The Fine Art of Cat Relocation
Monday, November 9th, 2009I had a brief impulse to get all cutesy on you and call this “The Fine Art of ReloCATion” but I hate a pun as much as the next guy. More.

Me on the flight from Seattle to Miami after about three hours of sleep...the first night like that of many.
Apologies for my lengthy absence. In a practical sense, internet connections have been non-existent. In addition, traveling with three people, three cats, and nine pieces of luggage was, to put it simply, painful.
To put it less simply:
I wrote that blog for you Friday, and it was pretty much pure chaos from there on out. Stress was running high, and my friends expressed theirs during a lengthy and protracted bickering match that lasted about three days.
Oh joy.
At any rate, allow me to cover the highlights of pulling off such a feat, should you ever feel so stupid.

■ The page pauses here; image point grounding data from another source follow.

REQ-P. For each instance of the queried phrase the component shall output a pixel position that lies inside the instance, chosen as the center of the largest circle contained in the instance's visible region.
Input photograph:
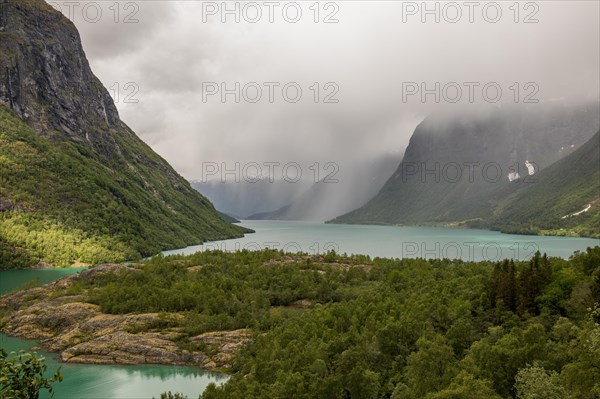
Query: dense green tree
(537, 383)
(22, 376)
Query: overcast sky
(372, 54)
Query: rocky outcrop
(81, 333)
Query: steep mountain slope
(563, 198)
(456, 168)
(354, 186)
(76, 184)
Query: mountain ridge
(78, 186)
(508, 139)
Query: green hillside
(61, 206)
(432, 185)
(564, 188)
(76, 184)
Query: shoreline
(62, 322)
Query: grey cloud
(370, 54)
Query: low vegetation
(353, 327)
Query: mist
(376, 64)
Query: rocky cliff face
(46, 80)
(458, 167)
(86, 171)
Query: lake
(394, 242)
(83, 381)
(129, 382)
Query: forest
(337, 326)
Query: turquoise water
(395, 242)
(83, 381)
(133, 382)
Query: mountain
(458, 167)
(563, 199)
(77, 184)
(350, 188)
(243, 198)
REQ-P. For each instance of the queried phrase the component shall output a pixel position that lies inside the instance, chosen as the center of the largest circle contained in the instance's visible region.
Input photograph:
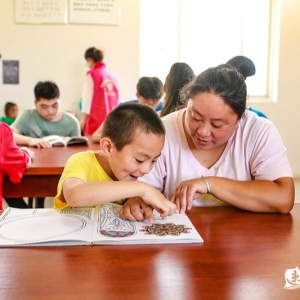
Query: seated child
(13, 160)
(149, 91)
(131, 142)
(11, 111)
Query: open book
(90, 225)
(56, 140)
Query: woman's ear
(106, 145)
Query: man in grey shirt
(46, 119)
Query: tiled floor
(49, 200)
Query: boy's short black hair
(150, 88)
(123, 122)
(8, 107)
(47, 90)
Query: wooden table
(42, 178)
(244, 256)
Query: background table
(42, 178)
(244, 256)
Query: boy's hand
(135, 209)
(140, 209)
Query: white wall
(55, 52)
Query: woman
(13, 161)
(217, 152)
(100, 93)
(179, 75)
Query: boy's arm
(78, 193)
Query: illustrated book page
(56, 140)
(110, 229)
(88, 225)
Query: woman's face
(90, 63)
(210, 121)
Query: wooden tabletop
(244, 256)
(51, 161)
(42, 178)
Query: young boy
(149, 92)
(131, 142)
(11, 111)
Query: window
(206, 33)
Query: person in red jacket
(100, 92)
(13, 160)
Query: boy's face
(137, 158)
(153, 103)
(49, 109)
(13, 112)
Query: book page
(21, 227)
(110, 229)
(55, 140)
(77, 140)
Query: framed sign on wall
(39, 12)
(106, 12)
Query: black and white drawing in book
(98, 225)
(56, 140)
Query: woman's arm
(78, 193)
(276, 196)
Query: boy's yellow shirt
(82, 165)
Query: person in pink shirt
(100, 92)
(13, 160)
(217, 152)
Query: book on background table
(56, 140)
(98, 225)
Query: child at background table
(13, 160)
(132, 139)
(11, 111)
(149, 91)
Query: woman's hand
(39, 143)
(186, 192)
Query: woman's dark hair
(47, 90)
(224, 81)
(126, 120)
(95, 54)
(150, 88)
(179, 75)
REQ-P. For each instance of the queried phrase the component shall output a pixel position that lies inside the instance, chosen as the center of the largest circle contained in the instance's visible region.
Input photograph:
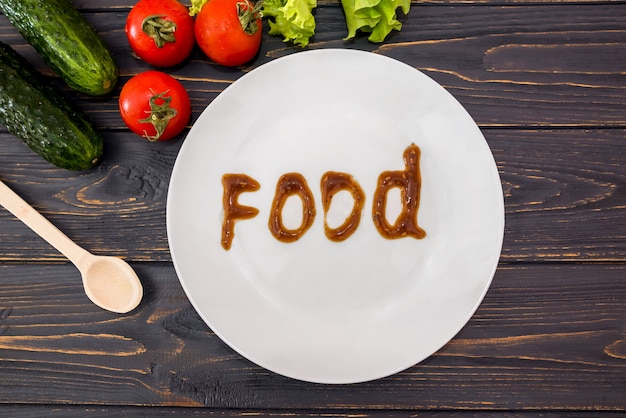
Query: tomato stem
(159, 29)
(249, 15)
(160, 114)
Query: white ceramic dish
(318, 310)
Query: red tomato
(155, 105)
(221, 35)
(160, 32)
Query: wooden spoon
(109, 281)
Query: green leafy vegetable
(293, 19)
(377, 17)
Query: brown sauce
(409, 182)
(291, 184)
(234, 185)
(332, 183)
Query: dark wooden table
(546, 83)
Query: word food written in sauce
(408, 181)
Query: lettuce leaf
(377, 17)
(292, 19)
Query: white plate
(318, 310)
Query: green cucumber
(34, 111)
(66, 41)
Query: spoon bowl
(109, 282)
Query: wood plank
(21, 411)
(545, 337)
(564, 196)
(529, 66)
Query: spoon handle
(38, 223)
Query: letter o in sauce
(331, 184)
(291, 184)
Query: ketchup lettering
(331, 184)
(408, 181)
(234, 185)
(291, 184)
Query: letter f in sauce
(234, 185)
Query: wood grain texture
(517, 66)
(546, 83)
(545, 337)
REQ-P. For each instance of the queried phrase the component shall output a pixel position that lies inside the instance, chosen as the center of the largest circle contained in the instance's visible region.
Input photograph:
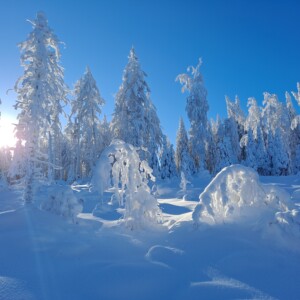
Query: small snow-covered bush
(60, 199)
(119, 167)
(236, 195)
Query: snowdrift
(236, 195)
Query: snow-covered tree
(5, 161)
(196, 108)
(120, 166)
(276, 127)
(134, 119)
(255, 154)
(105, 133)
(40, 91)
(183, 159)
(224, 135)
(235, 112)
(84, 126)
(294, 120)
(167, 160)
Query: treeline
(266, 139)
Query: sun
(7, 137)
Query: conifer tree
(196, 108)
(183, 159)
(40, 91)
(167, 160)
(85, 130)
(134, 119)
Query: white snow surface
(45, 256)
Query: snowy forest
(54, 146)
(132, 216)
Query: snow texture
(236, 195)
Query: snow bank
(61, 200)
(236, 195)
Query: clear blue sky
(248, 47)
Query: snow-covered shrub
(236, 195)
(119, 167)
(61, 200)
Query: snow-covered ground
(45, 256)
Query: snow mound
(236, 195)
(60, 200)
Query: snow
(43, 256)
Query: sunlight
(7, 137)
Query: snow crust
(60, 200)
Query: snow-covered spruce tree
(120, 166)
(106, 137)
(276, 128)
(255, 155)
(5, 161)
(167, 160)
(235, 112)
(196, 108)
(40, 92)
(236, 115)
(295, 130)
(183, 159)
(225, 134)
(84, 126)
(134, 119)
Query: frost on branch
(235, 195)
(119, 167)
(60, 200)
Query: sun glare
(7, 137)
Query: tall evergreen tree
(276, 130)
(183, 159)
(87, 139)
(40, 92)
(134, 119)
(196, 108)
(167, 160)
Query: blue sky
(247, 47)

On Horseshoe Bay beach. I was kind of proud of this artsy shot.
Step one: Clown car experience.
1. Grossly overload a rented Toyota Camry.
2. Realize there is no room in said rental car for the third wheel you’ve included in your nightmare (me).
3. Overreact and come up with a weak plan to call a cab 15 minutes after you originally planned to be at the airport, thereby guaranteeing extraordinary amounts of stress for all parties.
4. Decide instead to load third wheel vertically into the front seat, where she will lie in a precarious and painful position – wedged between the drivers seat and passenger side door and astride another person in a manner she has not even come close to attempting since she was 13 years old – for 45 minutes.

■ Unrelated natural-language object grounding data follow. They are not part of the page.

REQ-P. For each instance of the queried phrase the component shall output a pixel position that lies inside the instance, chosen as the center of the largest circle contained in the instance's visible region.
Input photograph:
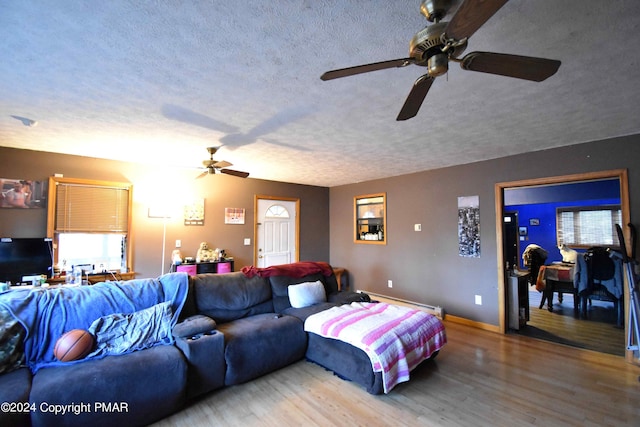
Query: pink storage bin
(224, 267)
(190, 269)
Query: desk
(559, 278)
(96, 278)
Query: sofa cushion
(121, 333)
(304, 312)
(11, 342)
(226, 297)
(151, 384)
(306, 294)
(15, 387)
(280, 288)
(260, 344)
(194, 325)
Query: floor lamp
(161, 213)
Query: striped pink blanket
(395, 338)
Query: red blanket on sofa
(296, 269)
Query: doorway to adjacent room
(599, 332)
(276, 231)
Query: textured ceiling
(160, 81)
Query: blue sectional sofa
(224, 329)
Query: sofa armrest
(194, 325)
(205, 356)
(347, 297)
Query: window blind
(588, 226)
(86, 208)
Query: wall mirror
(370, 218)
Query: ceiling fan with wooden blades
(213, 166)
(441, 41)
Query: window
(277, 211)
(89, 222)
(588, 226)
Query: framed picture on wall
(194, 213)
(23, 194)
(234, 215)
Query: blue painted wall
(544, 234)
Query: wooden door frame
(620, 174)
(255, 223)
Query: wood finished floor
(599, 332)
(480, 378)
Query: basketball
(73, 345)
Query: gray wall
(425, 266)
(152, 186)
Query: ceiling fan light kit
(214, 166)
(441, 41)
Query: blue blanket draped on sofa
(46, 314)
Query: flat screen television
(25, 257)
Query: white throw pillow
(306, 294)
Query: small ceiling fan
(440, 42)
(213, 166)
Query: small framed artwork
(194, 213)
(234, 215)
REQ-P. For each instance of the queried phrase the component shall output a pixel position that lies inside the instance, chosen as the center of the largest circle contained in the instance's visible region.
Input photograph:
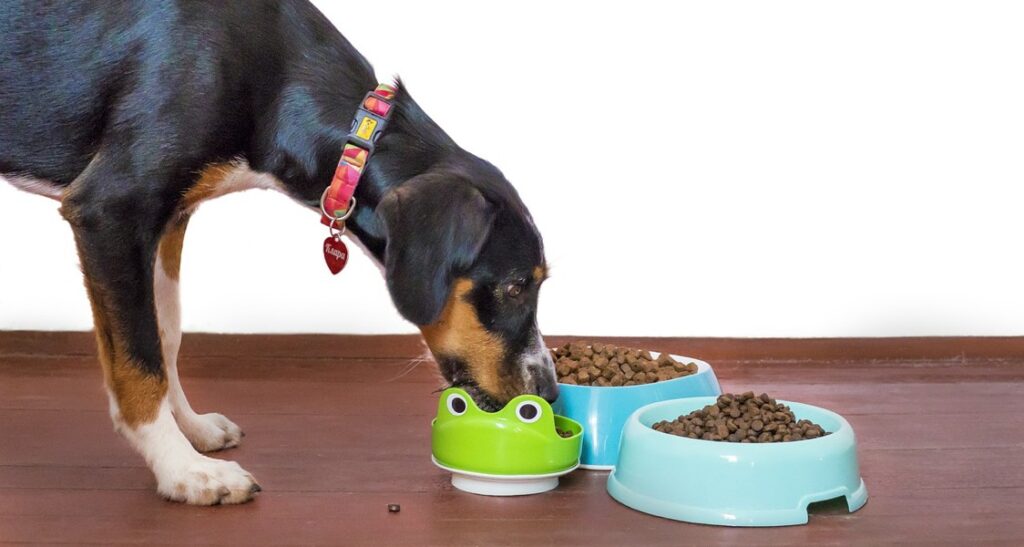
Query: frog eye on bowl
(457, 405)
(527, 412)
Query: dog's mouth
(455, 371)
(483, 401)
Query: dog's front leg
(207, 432)
(118, 233)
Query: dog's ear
(435, 225)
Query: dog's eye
(513, 290)
(527, 412)
(457, 405)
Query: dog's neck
(307, 120)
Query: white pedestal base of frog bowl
(488, 485)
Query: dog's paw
(203, 480)
(210, 432)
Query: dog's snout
(542, 373)
(548, 390)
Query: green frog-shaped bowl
(514, 451)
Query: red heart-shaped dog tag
(335, 254)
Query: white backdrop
(697, 169)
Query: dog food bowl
(512, 452)
(731, 484)
(603, 411)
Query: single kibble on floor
(742, 418)
(608, 366)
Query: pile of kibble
(742, 418)
(605, 365)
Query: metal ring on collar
(342, 218)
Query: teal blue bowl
(732, 484)
(603, 411)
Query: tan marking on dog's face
(459, 333)
(170, 248)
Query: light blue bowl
(732, 484)
(603, 411)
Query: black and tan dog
(132, 113)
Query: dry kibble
(743, 418)
(604, 365)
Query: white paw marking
(183, 474)
(209, 432)
(203, 480)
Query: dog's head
(465, 262)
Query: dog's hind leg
(207, 432)
(118, 221)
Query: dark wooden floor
(337, 429)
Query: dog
(131, 114)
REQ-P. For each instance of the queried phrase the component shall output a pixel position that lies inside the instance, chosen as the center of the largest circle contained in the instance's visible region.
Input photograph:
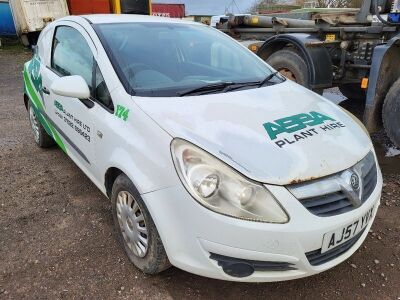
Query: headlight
(221, 189)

Me at Jobson Cove - a spot the locals used to use to raid ships that crashed in the surround reef (so said the homeless guy bathing there.)
5. Pray to whatever you believe in that lying in this manner doesn’t dislocate a disc or damage your back or send you (me) through a windshield or whatever.
6. Arrive at airport in one piece. Hallelujah!
Step two: Security meltdown
1. Take three fancy Persian cats through airport security
2. Refuse to kowtow to the tried and true.
3. When asked to remove a cat from its carrier and carry it through the scanner, become hysterical that that cat will scratch, kick, bite, break free, and live its life begging at the Anthony’s Seaport Grill.

Horseshoe Bay - bad weather rolling in
4. Flirt with imprisonment. Get irritated and use words such as “harassment” and “abuse of power” during TSA employee deep dive on bags.
5. Lose shoes and start wandering around security area sorrowfully looking for them.
6. Watch as four men escort you a private room for further bag investigation and a thorough excavation of the cat carriers. Ask if the cats will be receiving a cavity exam, and feel stupid when no one realizes that’s meant as a joke or laughs.
7. Race to gate, realizing you have no food or water for the six-hour flight to Miami.
8. Discover cat has peed on self in crate
9. One hour into flight, notice harrowing smell and realize another member of the feline trio has crapped on itself.
10. Take offending cat to the restroom for a sponge bath.

Why would you buy eggs in a jar? Shipped from Portugal?
Step three: Travel waaaay out of your way for dinner
1. See above note about bickering
2. Hang out in your room at the airport hotel with the cats until approximately 11:40pm
3. After a knock at your door, greet your anxious (and hungry) third party member, and join her for a quick meal at the hotel bar at 11:45pm
4. Learn that hotel bar is no longer serving food, and throw a conniption fit.
5. If you are one of the two female members of the group, have a drink. If you are me, have a gin martini straight up with four olives (quite possibly the only solid substance you’re going to get tonight) and pray it goes to your head immediately.
6. If you are the non-female member of the troupe, go and ask the concierge about places to eat, and completely lose your shit when you are told everything is closed. Storm out of the building – on foot – in search of an iHop. An iHop nobody has claimed exists.

If they hadn't cost $7.00 (USD + Bermudian are interchangeable. They even give you change in American money if you ask) I probably would have bought these out of curiosity. And because I like pickled eggs. Usually.
7. Talk to taxi drivers and return to your comrades at the bar. Explain to them that you just learned there’s a restaurant a few minutes away called “South Beach.” Convince everyone to join you for a quick meal.
8. Pile into back seat of taxi and ride…and ride…and ride…and cross bridges…and ride…and go to another continent…and ride…all with the growing realization that you are not going to South Beach, the restaurant, but South Beach (and you are in no way, shape, or form dressed to take on South Beach)
9. Eat a pretty good meal (all things considered), discover a new way to make vodka lemonades (add mint!!!, and get back at 3am, all the while wondering how this day got so damned long.
Lather, rinse, repeat.
More tomorrow on day two of the journey to get here (and hopefully wifi for my own computer so I can upload some photos to augment your reading pleasure).
p.s.
Justice was served. Blueberry neither peed nor pooped himself. In the end, the bad cat was the good one!